Said model — the Dynamic Integrated Climate-Economy (DICE) and its variant, the Regional Integrated Climate-Economy (RICE) — measures, among other aspects, the positive effects a carbon tax can have on reducing the global temperature. According to Nordhaus, a high price must be applied to carbon in order to incent countries to use alternative energy sources, thus keeping global warming from rising the two degrees from pre-industrial levels, which is the maximum level established in the Paris Agreement.
"The main recipe to alleviate climate change is to make sure governments, corporations and households pay a high price for their carbon emissions. Today they pay practically nothing. If the price of carbon were higher, they would resort to other options, such as renewables", Nordhaus explains in his work.
William Nordhaus is not the only Nobel laureate to espouse a more sustainable economy. During a recent event in Spain, Nobel Prize winners, Edmund Phelps (Economic Sciences, 2006), Barry Barish (Physics, 2017), and Michael Levitt (Chemistry, 2013) agreed on the need to curb climate change by lowering CO2 emissions.
Edmund Phelps stressed that there are economically viable, even profitable, approaches to tackling the elimination of greenhouse gases, although he reiterated that the process is slow because the reduction in gases will occur while gases are still being emitted.
Barry Barish was more pessimistic: he believes the environmental crisis requires the effective elimination of the CO2 that we emit into the atmosphere, but this is a decision controlled by the economy, not by the will of the people.
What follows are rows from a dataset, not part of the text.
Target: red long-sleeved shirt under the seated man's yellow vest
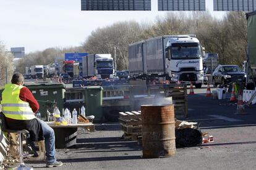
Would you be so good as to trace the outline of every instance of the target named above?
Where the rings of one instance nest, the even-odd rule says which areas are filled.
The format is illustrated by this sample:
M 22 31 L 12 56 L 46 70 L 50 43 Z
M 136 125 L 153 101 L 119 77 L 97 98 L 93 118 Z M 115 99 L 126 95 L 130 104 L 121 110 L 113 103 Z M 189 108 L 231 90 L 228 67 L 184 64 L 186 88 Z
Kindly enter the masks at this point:
M 29 106 L 32 108 L 33 112 L 36 113 L 39 109 L 39 104 L 36 101 L 34 95 L 27 87 L 22 87 L 20 89 L 20 100 L 28 102 Z M 6 121 L 12 121 L 11 118 L 6 118 Z

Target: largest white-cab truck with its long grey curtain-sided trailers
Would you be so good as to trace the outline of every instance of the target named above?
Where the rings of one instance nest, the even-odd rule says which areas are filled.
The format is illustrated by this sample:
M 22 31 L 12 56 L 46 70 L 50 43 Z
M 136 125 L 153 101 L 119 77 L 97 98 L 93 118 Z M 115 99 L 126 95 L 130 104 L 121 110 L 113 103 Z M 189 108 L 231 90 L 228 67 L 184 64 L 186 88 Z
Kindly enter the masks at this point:
M 130 78 L 203 83 L 204 48 L 195 35 L 166 35 L 129 45 Z

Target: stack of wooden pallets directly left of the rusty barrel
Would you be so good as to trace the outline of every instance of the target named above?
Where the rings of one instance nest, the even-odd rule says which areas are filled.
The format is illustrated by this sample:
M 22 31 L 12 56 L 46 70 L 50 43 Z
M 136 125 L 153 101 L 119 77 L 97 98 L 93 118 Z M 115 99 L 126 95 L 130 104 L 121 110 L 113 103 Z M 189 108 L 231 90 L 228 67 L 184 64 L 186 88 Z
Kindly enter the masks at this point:
M 124 131 L 124 139 L 137 140 L 142 136 L 141 111 L 119 112 L 119 123 Z

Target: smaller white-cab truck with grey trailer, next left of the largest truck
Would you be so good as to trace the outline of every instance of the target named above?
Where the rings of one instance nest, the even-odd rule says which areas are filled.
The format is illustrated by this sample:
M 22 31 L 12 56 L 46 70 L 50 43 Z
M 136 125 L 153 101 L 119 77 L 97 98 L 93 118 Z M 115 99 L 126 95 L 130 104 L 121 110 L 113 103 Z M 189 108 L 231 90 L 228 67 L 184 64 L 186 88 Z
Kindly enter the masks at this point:
M 84 78 L 92 76 L 109 78 L 114 74 L 114 61 L 111 54 L 89 54 L 82 57 L 82 72 Z

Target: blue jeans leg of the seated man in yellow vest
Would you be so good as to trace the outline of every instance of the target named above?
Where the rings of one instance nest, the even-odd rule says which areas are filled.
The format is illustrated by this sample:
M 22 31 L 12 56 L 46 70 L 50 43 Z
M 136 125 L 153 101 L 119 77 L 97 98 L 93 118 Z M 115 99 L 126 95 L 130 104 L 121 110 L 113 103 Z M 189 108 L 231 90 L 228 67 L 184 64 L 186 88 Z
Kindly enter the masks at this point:
M 36 118 L 38 119 L 38 118 Z M 49 127 L 45 121 L 38 119 L 43 129 L 43 137 L 45 137 L 46 163 L 51 164 L 56 161 L 55 158 L 55 136 L 53 128 Z

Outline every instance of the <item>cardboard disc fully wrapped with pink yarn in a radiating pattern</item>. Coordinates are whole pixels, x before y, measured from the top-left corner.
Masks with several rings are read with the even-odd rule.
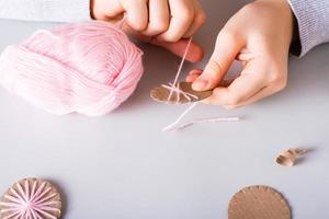
[[[60,195],[44,180],[21,180],[0,199],[0,219],[58,219],[60,215]]]

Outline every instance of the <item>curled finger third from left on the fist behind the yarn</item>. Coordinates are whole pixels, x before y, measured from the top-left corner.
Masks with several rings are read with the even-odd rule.
[[[149,22],[143,32],[144,35],[156,36],[168,30],[170,22],[168,0],[149,0],[148,13]]]

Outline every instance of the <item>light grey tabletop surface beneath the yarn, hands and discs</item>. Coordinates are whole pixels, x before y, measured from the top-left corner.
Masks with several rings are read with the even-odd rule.
[[[206,58],[217,32],[245,3],[204,0],[208,22],[196,39]],[[1,21],[0,49],[54,25]],[[224,219],[236,192],[264,184],[286,196],[294,218],[329,218],[329,45],[292,58],[280,94],[231,112],[198,106],[188,118],[238,115],[243,122],[178,134],[160,129],[186,106],[155,103],[149,91],[173,78],[180,59],[141,48],[146,70],[137,91],[105,117],[54,116],[0,90],[1,193],[37,176],[60,187],[66,219]],[[276,165],[275,154],[290,147],[315,151],[295,168]]]

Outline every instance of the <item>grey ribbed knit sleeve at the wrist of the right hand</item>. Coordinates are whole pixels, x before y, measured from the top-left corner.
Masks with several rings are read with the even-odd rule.
[[[290,0],[298,25],[299,42],[292,53],[304,56],[313,47],[329,42],[329,0]]]

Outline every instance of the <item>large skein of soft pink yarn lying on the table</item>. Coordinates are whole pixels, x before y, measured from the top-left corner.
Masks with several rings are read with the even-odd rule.
[[[0,84],[53,114],[100,116],[134,92],[143,74],[141,56],[111,24],[67,24],[7,47]]]

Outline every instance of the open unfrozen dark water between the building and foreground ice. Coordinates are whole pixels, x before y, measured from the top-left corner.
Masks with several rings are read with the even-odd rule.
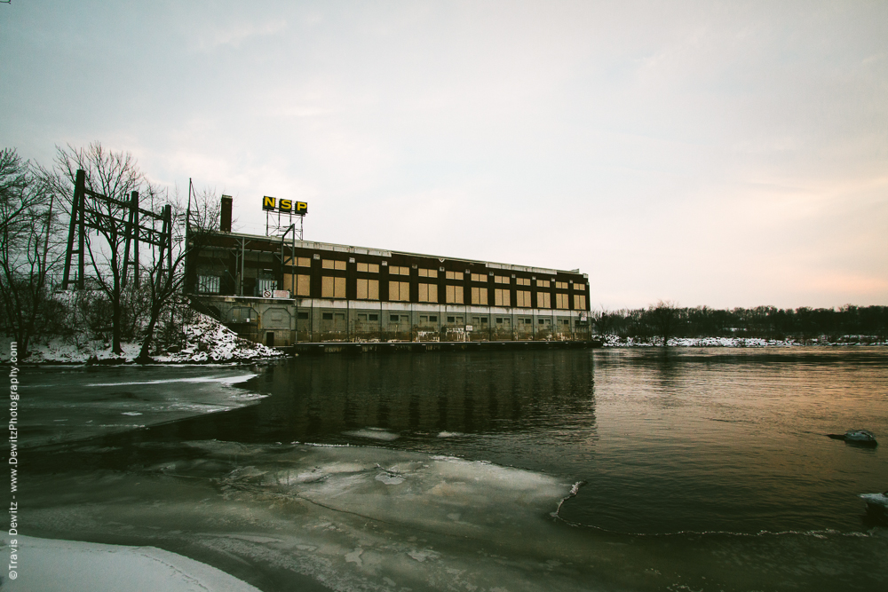
[[[888,488],[884,348],[300,357],[255,407],[152,438],[385,446],[542,470],[620,533],[861,531]],[[825,434],[866,428],[884,446]]]

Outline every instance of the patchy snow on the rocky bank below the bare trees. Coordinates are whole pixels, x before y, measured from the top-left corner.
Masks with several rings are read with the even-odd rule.
[[[239,337],[231,329],[218,320],[194,312],[194,322],[182,327],[185,343],[174,349],[176,351],[160,351],[152,354],[152,359],[162,363],[201,363],[201,362],[234,362],[275,358],[283,356],[283,352],[266,347],[262,343],[253,343]],[[131,362],[139,357],[141,343],[123,343],[123,354],[115,355],[111,345],[104,340],[86,340],[61,338],[35,343],[29,349],[29,364],[40,363],[85,363],[89,360],[112,360]],[[5,348],[4,348],[5,350]],[[0,352],[0,356],[9,358],[9,351]]]

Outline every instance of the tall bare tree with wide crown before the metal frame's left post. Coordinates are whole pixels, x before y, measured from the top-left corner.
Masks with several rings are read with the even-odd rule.
[[[118,202],[128,202],[132,192],[144,192],[147,188],[145,176],[132,154],[108,151],[99,142],[93,142],[85,148],[56,146],[55,168],[41,169],[41,172],[45,183],[59,195],[64,195],[70,204],[78,169],[85,171],[88,189]],[[124,217],[123,206],[114,201],[88,197],[85,209],[87,217],[101,216],[106,221]],[[127,239],[123,225],[107,223],[101,227],[98,234],[104,241],[96,241],[88,233],[86,251],[99,288],[111,303],[111,349],[120,354],[123,353],[122,296],[127,284],[123,254]]]

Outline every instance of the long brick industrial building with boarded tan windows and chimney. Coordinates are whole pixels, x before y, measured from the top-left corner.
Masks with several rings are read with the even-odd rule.
[[[231,232],[192,233],[186,292],[251,341],[587,341],[589,281],[563,271]]]

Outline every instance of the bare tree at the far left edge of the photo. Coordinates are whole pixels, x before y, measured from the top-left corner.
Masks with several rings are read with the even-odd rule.
[[[13,149],[0,151],[0,317],[23,358],[52,304],[48,278],[59,262],[52,206],[31,164]]]

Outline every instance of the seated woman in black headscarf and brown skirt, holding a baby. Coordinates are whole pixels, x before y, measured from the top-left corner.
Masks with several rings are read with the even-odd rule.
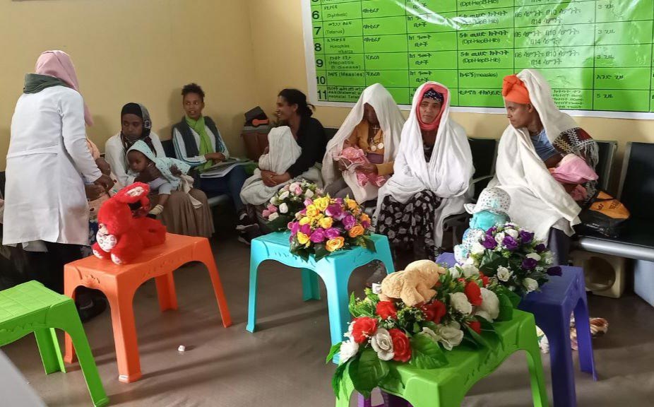
[[[165,157],[159,136],[152,132],[150,113],[143,105],[128,103],[121,110],[121,132],[112,136],[105,143],[105,159],[111,165],[118,181],[123,185],[133,182],[152,182],[161,173],[154,165],[141,172],[138,177],[127,174],[127,151],[136,141],[144,141],[157,157]],[[191,197],[202,205],[194,207]],[[157,216],[166,225],[168,232],[177,235],[210,237],[213,235],[213,218],[207,203],[207,196],[200,189],[191,189],[188,194],[184,191],[172,191],[166,207]]]

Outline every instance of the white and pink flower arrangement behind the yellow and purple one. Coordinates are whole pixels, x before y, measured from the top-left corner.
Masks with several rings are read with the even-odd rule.
[[[322,194],[322,189],[306,179],[286,184],[270,198],[261,216],[268,221],[270,229],[286,230],[287,224],[295,217],[295,213],[304,208],[304,200]]]

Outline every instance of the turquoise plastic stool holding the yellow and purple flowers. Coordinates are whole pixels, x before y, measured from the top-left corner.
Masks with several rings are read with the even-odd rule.
[[[376,252],[356,247],[335,252],[320,261],[316,261],[314,256],[310,256],[309,260],[304,260],[299,256],[295,256],[295,254],[291,254],[289,251],[289,237],[290,232],[275,232],[256,237],[251,242],[250,290],[246,329],[250,332],[254,332],[256,329],[258,266],[264,260],[275,260],[286,266],[302,269],[302,297],[304,301],[320,299],[316,274],[323,279],[327,288],[331,343],[339,343],[343,341],[343,334],[347,332],[347,323],[350,322],[350,311],[347,308],[350,302],[347,293],[347,281],[350,280],[352,271],[373,260],[384,263],[387,273],[395,271],[388,238],[382,235],[371,236],[375,243]]]

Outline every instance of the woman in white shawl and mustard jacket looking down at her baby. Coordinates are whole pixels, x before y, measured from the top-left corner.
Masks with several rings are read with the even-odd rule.
[[[375,83],[366,88],[327,143],[322,168],[327,193],[337,198],[350,196],[359,204],[376,199],[380,184],[393,175],[393,160],[404,122],[398,105],[384,86]],[[368,163],[348,165],[351,159],[339,158],[348,150],[362,151]],[[375,182],[375,178],[381,182]]]

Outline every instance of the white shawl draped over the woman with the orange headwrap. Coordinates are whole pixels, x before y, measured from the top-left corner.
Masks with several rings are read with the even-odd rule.
[[[538,71],[524,69],[518,73],[529,90],[535,107],[551,143],[566,130],[578,127],[576,122],[561,112],[552,99],[549,84]],[[509,216],[521,228],[533,230],[537,239],[547,241],[553,226],[573,235],[573,225],[581,208],[563,186],[549,174],[538,157],[527,129],[509,125],[499,141],[495,178],[489,187],[500,187],[511,196]]]

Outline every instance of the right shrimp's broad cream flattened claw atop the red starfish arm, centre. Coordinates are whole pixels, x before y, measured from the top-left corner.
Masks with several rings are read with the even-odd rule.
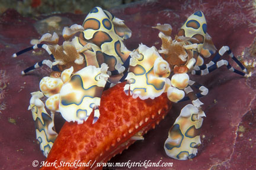
[[[171,69],[156,48],[140,44],[130,55],[132,58],[126,77],[127,84],[124,86],[126,94],[130,93],[133,98],[145,100],[155,99],[164,93]]]

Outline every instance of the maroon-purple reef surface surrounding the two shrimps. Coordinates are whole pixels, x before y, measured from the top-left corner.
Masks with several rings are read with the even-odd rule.
[[[152,26],[157,23],[171,24],[174,37],[185,19],[193,12],[201,10],[207,19],[207,32],[212,36],[216,47],[231,47],[233,54],[248,64],[248,70],[252,72],[252,76],[245,79],[222,67],[207,76],[191,76],[191,79],[209,89],[209,94],[200,99],[204,103],[203,109],[207,117],[201,131],[202,145],[196,158],[177,161],[168,158],[163,149],[169,128],[180,114],[180,110],[188,104],[183,102],[174,104],[168,116],[145,135],[145,140],[137,141],[110,162],[173,162],[172,167],[148,169],[255,169],[255,8],[255,1],[192,0],[140,2],[110,9],[116,17],[123,19],[133,32],[132,38],[126,41],[129,50],[136,49],[140,43],[149,47],[155,45],[159,49],[161,40],[158,38],[158,31],[152,29]],[[57,21],[56,28],[50,28],[49,23],[43,20],[52,16],[61,18],[60,22]],[[82,24],[85,16],[57,14],[24,18],[12,9],[1,15],[0,169],[39,169],[34,168],[32,162],[45,159],[36,142],[33,118],[27,108],[30,93],[39,90],[40,79],[47,76],[50,70],[43,67],[27,76],[21,76],[20,73],[37,61],[49,58],[49,55],[43,50],[37,50],[36,53],[30,51],[17,58],[12,58],[11,55],[30,47],[30,40],[39,39],[40,34],[49,30],[62,31],[65,24]],[[228,55],[223,58],[229,60]],[[231,63],[235,66],[235,63]],[[56,116],[56,122],[56,128],[60,130],[63,123],[60,115]]]

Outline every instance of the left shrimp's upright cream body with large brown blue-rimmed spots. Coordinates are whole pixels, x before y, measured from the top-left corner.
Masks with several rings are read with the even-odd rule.
[[[124,46],[123,40],[130,38],[132,31],[123,24],[121,19],[99,7],[89,12],[82,26],[84,31],[79,38],[101,48],[102,55],[98,63],[104,62],[110,67],[108,74],[112,76],[111,81],[117,83],[129,67],[131,51]]]

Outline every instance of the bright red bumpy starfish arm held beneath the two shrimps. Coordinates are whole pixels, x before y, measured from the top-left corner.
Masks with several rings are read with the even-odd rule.
[[[63,125],[45,161],[56,161],[56,166],[44,166],[41,170],[73,168],[63,167],[60,163],[62,161],[89,162],[89,167],[78,169],[102,169],[94,163],[107,162],[127,149],[136,141],[131,139],[132,136],[142,137],[148,130],[155,128],[171,109],[172,104],[166,93],[154,100],[141,100],[139,97],[133,99],[124,93],[124,85],[125,82],[103,92],[101,116],[96,123],[92,124],[93,117],[90,116],[81,125],[76,122]]]

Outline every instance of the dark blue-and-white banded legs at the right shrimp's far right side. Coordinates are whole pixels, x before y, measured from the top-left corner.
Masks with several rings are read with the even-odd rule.
[[[238,66],[242,69],[242,71],[239,71],[239,70],[236,70],[235,68],[233,68],[226,60],[218,61],[220,59],[220,57],[222,57],[223,54],[225,54],[225,53],[229,54],[229,56],[232,58],[232,60],[235,61],[236,64],[238,64]],[[191,73],[203,76],[203,75],[209,74],[213,70],[216,70],[217,68],[219,68],[223,65],[228,67],[229,70],[233,71],[236,74],[239,74],[239,75],[245,76],[245,77],[247,76],[247,74],[246,74],[247,69],[233,55],[232,51],[229,49],[228,46],[223,46],[222,48],[220,48],[219,52],[215,55],[215,57],[212,59],[212,61],[210,61],[208,64],[204,64],[202,66],[195,66],[194,70],[192,70]]]

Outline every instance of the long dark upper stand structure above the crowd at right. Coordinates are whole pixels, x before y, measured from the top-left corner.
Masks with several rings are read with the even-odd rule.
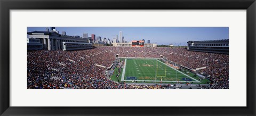
[[[229,54],[229,39],[189,41],[188,51]]]

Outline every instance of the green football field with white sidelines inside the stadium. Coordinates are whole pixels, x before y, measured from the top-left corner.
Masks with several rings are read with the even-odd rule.
[[[194,74],[183,73],[157,59],[125,59],[121,81],[139,82],[197,82]]]

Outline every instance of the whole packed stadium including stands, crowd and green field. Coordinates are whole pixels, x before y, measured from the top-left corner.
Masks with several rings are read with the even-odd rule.
[[[209,47],[189,41],[186,48],[143,47],[143,43],[95,47],[68,40],[50,40],[61,43],[47,45],[47,41],[34,39],[28,39],[29,48],[37,48],[27,52],[28,89],[229,88],[228,44],[207,44]],[[228,39],[208,43],[217,42],[227,43]],[[189,49],[194,46],[201,51]]]

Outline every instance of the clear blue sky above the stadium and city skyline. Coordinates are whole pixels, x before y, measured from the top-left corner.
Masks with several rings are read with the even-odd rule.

Another Nobel laureate (for Physics in 2012), Serge Haroche from France, adds his voice to the topic. In his opinion, the numerous repercussions of climate change could "in the most extreme case” even lead to the “danger of nuclear war”.
In addition, eleven Nobel Peace Prize winners recently met in Yucatan where they made an appeal against climate change: "The greatest threat to world peace and humankind's survival is climate change; this is a certainty," Juan Manuel Santos, former president of Colombia and Nobel Peace Prize laureate in 2016 claimed.
In the same vein, Rigoberta Menchú (winner of the 1992 Nobel Peace Prize) apologized to Earth three times in an event that coincided with the global climate strike. "Forgive us for polluting you, for not taking care of you, for destroying you."